Description: Recent advances in causal inference use Structural Causal Modeling (SCM) to infer the direction of cause-effect relationships. Our research uses SCM to identify causal relationships in meteorological processes at the surface level, and develop visualizations for a broader audience. We studied interactions among rain, temperature, specific humidity, aerosols, and CO\(_2\). Data was obtained from the CoURAGE project, consisting of three (3) mobile stations located in the urban, rural, and bay area of Baltimore. We use 1 minute interval data for analysis of the relationship among the variables of rain events and only data that contains precipitation. For the relation with CO\(_2\), we use 30-minute intervals, separating data by daytime and nighttime. We perform a time series analysis using the Tigramite python package. With these causal tools, we perform Causal Discovery to estimate the structure of the SCM. We then use Wright’s path estimation to find the causal effects for a given SCM using the ‘do calculus’. Our findings suggest that specific humidity has a stronger causal relation with temperature and aerosols than with precipitation. Additionally, CO\(_2\) tends to have a negative relation with temperature.

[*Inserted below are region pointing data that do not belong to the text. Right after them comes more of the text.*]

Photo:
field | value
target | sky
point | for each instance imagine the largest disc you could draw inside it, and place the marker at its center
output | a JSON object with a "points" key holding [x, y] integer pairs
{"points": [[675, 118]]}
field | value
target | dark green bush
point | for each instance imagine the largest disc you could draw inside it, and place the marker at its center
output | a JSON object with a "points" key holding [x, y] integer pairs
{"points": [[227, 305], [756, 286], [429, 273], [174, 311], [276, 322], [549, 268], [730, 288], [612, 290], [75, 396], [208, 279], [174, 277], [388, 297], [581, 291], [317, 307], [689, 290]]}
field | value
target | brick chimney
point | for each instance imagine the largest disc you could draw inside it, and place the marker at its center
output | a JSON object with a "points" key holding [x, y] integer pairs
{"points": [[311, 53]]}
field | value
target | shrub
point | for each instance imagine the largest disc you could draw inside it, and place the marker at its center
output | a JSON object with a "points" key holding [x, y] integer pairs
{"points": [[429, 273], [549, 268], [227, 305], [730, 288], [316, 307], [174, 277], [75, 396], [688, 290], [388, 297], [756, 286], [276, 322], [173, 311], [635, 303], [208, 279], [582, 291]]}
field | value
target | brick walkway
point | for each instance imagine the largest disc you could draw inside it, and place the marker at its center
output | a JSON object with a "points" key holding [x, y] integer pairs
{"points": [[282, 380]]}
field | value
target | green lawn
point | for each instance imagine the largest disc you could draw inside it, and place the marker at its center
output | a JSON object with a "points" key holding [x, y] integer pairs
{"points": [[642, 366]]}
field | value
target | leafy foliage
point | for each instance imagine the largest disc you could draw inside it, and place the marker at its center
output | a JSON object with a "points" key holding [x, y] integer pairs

Work with Chris Forest, Alondra Alvarez-Castro, and MeiLi Haan
DOI: To come!
Climate Change Detection and Attribution

Description: Regression-based optimal fingerprinting techniques for climate change detection and attribution require the estimation of the forced signal as well as the internal variability covariance matrix in order to distinguish between their influences in the observational record. While previously developed approaches have taken into account the uncertainty linked to the estimation of the forced signal, there has been less focus on uncertainty in the covariance matrix describing natural variability, despite the fact that the specification of this covariance matrix is known to meaningfully impact the results. Here we propose a Bayesian optimal fingerprinting framework using a Laplacian basis function parameterization of the covariance matrix. This parameterization, unlike traditional methods based on principal components, does not require the basis vectors themselves to be estimated from climate model data, which allows for the uncertainty in estimating the covariance structure to be propagated to the optimal fingerprinting regression parameter. We show through a CMIP6 validation study that this proposed approach achieves better-calibrated coverage rates of the true regression parameter than principal component-based approaches. When applied to HadCRUT observational data, the proposed approach detects anthropogenic warming with higher confidence levels, and with lower variability over the choice of climate models, than principal-component-based approaches.
Work with Karen McKinnon
DOI: https://doi.org/10.48550/arXiv.2208.02919
Bayesian Hierarchical Models for Ocean Heat Content Modeling

Description: The accurate quantification of changes in the heat content of the world’s oceans is crucial for our understanding of the effects of increasing greenhouse gas concentrations. The Argo program, consisting of Lagrangian floats that measure vertical temperature profiles throughout the global ocean, has provided a wealth of data from which to estimate ocean heat content. However, creating a globally consistent statistical model for ocean heat content remains challenging due to the need for a globally valid covariance model that can capture complex nonstationarity. In this paper, we develop a hierarchical Bayesian Gaussian process model that uses kernel convolutions with cylindrical distances to allow for spatial nonstationarity in all model parameters while using a Vecchia process to remain computationally feasible for large spatial datasets. Our approach can produce valid credible intervals for globally integrated quantities that would not be possible using previous approaches. These advantages are demonstrated through the application of the model to Argo data, yielding credible intervals for the spatially varying trend in ocean heat content that accounts for both the uncertainty induced from interpolation and from estimating the mean field and other parameters. Through cross-validation, we show that our model outperforms an out-of-the-box approach as well as other simpler models. The code for performing this analysis is provided as the R package BayesianOHC.